Why Are They Called Collard Greens? Name Origins

Collard greens get their name from “colewort,” a Middle English word for cabbage and leafy greens. Over time, American English speakers in the South shortened and softened “colewort” into “collard,” with the earliest recorded use of the new spelling appearing around 1755. The “greens” part simply describes what they are: large, flat, edible leaves.

From Colewort to Collard

The word “colewort” itself breaks into two parts. “Cole” comes from the Latin “caulis,” meaning stem or cabbage, which also gave us words like “coleslaw.” “Wort” is an old English word for plant or herb. So “colewort” literally meant “cabbage plant,” and it was used loosely across England to refer to various leafy brassicas, including kale and loose-leafed cabbages.

When English colonists brought these plants to the American South, the pronunciation drifted. The Online Etymology Dictionary describes “collard” as a “Southern corruption of colewort.” That spoken shorthand eventually became the standard spelling and stuck. By the mid-1700s, “collard” was the recognized American term for these broad, flat cooking greens.

An Ancient Plant With a Long History

The plants themselves go back far longer than the name. Ancient Greeks and Romans were already growing and categorizing different types of “coles” over 2,000 years ago. The Roman statesman Cato, writing in the second century BC, and the naturalist Pliny the Elder, writing in the first century AD, both described varieties of “wild and tame coles” and distinguished several types of coleworts. Some were smooth and broad-leafed with big stalks, others were ruffled, and some were small and tender with a sharp, biting flavor. These ancestors of modern collards, kale, and cabbage all originated in the eastern Mediterranean region.

The English herbalist John Gerard documented these ancient descriptions in 1597, connecting the classical world’s “coles” to the coleworts that English-speaking gardeners were already growing. From there, coleworts crossed the Atlantic with colonists and became a cornerstone crop in the American South.

Why “Greens” and Not “Cabbage”

Collards belong to the exact same species as cabbage, broccoli, kale, and cauliflower. They’re all varieties of one remarkably versatile plant. Botanically, collards fall into a group whose name, from the Greek, literally means “headless.” That distinction is the key: cabbage forms a tight, round head, while collard leaves grow loose and upright along the stem, never wrapping in on themselves. Calling them “greens” rather than “cabbage” reflects this open, leafy growth habit. You harvest individual leaves, not a compact head.

How the Name Traveled the World

Collards go by completely different names in other cultures, each reflecting local language and traditions. In East Africa, the same plant is called “sukuma” in Swahili, and the popular dish sukuma wiki translates to “push the week” or “stretch the week,” a nod to how affordable and filling the greens are. In the Congo, Uganda, Tanzania, and Kenya, thinly sliced collards accompany ugali, a staple corn flour dish.

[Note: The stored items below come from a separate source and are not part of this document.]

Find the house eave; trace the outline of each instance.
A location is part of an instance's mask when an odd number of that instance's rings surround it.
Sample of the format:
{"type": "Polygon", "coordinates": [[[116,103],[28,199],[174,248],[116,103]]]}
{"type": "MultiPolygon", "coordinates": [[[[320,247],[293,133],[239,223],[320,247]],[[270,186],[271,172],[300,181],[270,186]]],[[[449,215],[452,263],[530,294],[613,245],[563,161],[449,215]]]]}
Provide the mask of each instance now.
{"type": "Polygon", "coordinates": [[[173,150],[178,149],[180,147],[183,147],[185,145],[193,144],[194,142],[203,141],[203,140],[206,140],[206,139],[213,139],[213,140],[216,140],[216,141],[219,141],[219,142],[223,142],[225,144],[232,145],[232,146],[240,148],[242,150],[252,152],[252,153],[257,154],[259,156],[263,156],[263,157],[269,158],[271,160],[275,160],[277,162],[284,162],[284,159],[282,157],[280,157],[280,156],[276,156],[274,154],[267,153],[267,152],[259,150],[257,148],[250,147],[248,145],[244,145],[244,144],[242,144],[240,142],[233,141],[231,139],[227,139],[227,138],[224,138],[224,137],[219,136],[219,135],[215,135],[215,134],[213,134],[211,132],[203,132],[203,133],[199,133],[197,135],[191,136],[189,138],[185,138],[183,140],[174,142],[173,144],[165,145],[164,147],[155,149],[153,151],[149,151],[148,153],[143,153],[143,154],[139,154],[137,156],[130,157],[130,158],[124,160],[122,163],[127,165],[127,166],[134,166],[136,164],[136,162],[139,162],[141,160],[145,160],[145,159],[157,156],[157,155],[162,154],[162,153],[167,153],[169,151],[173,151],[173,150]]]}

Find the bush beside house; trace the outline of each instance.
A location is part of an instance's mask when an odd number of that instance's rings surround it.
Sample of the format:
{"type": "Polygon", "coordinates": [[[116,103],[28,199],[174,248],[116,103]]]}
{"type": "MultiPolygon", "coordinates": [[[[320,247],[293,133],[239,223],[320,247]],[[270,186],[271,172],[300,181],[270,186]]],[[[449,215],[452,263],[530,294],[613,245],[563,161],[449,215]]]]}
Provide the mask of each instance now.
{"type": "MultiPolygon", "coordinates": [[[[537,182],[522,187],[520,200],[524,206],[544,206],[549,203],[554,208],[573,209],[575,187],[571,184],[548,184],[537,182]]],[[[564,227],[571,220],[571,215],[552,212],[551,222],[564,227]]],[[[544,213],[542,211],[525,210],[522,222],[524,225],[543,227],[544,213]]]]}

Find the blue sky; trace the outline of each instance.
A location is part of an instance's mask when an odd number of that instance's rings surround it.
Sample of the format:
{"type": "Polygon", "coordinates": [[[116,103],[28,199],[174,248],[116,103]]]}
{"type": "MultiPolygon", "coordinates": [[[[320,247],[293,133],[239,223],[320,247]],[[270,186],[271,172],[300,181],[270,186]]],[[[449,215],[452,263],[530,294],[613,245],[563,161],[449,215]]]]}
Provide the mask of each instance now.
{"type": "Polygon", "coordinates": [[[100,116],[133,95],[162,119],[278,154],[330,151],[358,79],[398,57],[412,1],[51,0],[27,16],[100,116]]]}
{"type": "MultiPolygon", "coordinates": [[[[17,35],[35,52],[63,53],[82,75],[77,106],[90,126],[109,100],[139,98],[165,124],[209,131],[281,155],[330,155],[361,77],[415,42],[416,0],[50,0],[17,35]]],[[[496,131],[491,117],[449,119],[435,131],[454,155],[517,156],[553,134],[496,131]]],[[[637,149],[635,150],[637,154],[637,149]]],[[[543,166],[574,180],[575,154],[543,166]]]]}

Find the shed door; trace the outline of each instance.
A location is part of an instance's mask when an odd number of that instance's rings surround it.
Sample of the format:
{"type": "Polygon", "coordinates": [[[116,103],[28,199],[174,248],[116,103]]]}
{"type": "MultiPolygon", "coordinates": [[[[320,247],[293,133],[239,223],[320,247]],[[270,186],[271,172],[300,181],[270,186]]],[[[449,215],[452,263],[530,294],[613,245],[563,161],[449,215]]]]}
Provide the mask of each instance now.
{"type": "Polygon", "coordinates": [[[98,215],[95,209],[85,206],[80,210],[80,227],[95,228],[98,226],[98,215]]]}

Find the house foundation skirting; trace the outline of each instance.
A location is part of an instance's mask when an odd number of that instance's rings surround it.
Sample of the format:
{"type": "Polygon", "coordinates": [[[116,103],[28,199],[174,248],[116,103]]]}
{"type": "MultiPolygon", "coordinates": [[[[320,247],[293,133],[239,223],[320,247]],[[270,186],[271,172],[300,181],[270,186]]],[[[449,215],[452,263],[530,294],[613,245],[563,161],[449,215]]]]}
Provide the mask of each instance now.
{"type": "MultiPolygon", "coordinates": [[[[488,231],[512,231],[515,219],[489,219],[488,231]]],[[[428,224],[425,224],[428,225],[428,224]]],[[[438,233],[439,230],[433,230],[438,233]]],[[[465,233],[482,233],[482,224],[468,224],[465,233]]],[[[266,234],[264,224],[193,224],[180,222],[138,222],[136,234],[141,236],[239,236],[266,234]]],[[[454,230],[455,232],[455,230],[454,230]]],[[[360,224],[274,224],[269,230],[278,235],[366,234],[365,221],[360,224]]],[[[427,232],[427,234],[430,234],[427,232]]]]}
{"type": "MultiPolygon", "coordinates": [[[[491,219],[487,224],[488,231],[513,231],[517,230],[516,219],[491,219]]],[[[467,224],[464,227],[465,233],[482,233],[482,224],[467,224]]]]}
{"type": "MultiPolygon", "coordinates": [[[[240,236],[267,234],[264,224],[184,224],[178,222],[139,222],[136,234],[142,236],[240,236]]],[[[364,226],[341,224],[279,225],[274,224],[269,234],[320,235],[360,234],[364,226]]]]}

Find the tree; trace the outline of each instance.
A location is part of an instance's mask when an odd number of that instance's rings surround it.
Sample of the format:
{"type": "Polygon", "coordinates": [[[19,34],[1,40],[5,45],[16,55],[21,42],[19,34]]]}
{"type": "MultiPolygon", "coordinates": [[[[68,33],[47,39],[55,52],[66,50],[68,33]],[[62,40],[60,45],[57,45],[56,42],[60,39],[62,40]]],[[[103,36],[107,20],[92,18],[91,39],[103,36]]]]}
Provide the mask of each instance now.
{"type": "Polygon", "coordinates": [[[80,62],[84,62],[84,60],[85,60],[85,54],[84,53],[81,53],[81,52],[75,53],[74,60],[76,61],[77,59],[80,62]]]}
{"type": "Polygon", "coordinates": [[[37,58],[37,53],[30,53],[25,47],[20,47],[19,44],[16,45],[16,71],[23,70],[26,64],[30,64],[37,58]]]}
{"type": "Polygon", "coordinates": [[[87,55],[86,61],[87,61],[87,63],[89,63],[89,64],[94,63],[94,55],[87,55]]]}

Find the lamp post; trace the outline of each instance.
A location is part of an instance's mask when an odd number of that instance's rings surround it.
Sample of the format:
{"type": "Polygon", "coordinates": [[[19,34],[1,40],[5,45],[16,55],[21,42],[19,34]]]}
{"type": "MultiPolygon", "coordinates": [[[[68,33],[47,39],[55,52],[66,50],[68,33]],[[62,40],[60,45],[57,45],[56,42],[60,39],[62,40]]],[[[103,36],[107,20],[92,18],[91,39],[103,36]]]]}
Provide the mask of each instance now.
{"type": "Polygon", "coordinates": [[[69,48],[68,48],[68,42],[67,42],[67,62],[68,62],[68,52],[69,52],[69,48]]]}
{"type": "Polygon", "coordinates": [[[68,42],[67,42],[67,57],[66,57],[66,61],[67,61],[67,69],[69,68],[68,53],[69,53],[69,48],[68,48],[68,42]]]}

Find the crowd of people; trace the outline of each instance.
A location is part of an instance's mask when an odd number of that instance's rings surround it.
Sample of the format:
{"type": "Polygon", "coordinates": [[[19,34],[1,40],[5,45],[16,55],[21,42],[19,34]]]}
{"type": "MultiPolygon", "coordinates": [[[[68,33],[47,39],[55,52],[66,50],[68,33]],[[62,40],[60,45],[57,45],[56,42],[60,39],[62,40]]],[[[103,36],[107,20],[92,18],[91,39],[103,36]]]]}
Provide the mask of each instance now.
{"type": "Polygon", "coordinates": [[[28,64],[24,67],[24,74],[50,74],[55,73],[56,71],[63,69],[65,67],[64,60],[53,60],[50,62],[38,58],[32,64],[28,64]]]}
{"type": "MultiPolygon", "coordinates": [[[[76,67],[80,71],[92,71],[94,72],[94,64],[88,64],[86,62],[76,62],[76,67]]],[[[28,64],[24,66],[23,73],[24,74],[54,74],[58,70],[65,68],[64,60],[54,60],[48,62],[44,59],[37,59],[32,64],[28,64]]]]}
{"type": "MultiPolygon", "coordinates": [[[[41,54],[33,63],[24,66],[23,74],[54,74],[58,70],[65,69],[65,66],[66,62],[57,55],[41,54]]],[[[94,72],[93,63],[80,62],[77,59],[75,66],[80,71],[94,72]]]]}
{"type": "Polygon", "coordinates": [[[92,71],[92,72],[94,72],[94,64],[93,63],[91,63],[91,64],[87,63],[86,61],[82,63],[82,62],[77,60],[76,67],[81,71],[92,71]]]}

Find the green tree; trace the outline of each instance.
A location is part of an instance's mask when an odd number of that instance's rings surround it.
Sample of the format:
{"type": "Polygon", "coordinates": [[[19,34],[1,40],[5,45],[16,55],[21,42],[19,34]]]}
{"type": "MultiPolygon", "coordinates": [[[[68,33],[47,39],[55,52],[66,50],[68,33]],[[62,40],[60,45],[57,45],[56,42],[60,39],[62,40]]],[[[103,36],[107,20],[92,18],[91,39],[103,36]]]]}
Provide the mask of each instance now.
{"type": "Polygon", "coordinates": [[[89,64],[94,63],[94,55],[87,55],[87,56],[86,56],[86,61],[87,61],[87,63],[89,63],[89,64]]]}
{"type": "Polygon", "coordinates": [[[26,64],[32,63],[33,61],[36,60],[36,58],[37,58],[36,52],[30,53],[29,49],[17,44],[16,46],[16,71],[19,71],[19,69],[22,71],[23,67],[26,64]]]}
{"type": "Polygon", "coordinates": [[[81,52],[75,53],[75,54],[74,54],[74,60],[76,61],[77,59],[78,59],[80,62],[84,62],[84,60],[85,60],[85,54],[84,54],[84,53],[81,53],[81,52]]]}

In Brazil and Portugal, specific collard cultivars like couve-manteiga (butter kale) and couve tronchuda are prized for their texture and flavor. Portuguese caldo verde, a classic soup, relies on collard greens as its base. The plant’s adaptability to different climates and cuisines helped it spread globally, even as the English name “collard” stayed rooted in the American South.

Collards and Southern Food Culture

The reason collards are so strongly associated with Southern cooking traces back to the colonial era. Enslaved Africans in the southern colonies adopted collards as a way to feed their families, developing the long-braised cooking style that defines Southern collard greens today. Slow-cooking the tough leaves in a seasoned broth made them tender and flavorful, and nothing went to waste. The leftover cooking liquid, called “pot likker,” is packed with nutrients that leach out of the leaves during braising. Traditionally, you soak it up with cornbread or save it for soups.

Heirloom varieties like Georgia Southern Collard, dating back to the 1880s, became fixtures of Southern gardens because they tolerate both harsh winters and summer heat. Their flavor actually improves after a frost, which made them a reliable cool-weather crop. Georgia Southern has a more pronounced cabbage-like taste compared to other collard varieties, connecting it back to the plant’s colewort roots.

So the name “collard greens” is really just a linguistic fossil: a colonial-era Southern accent reshaping a medieval English word for cabbage plants, applied to the loose-leafed variety that thrived in Southern soil and became inseparable from Southern tables.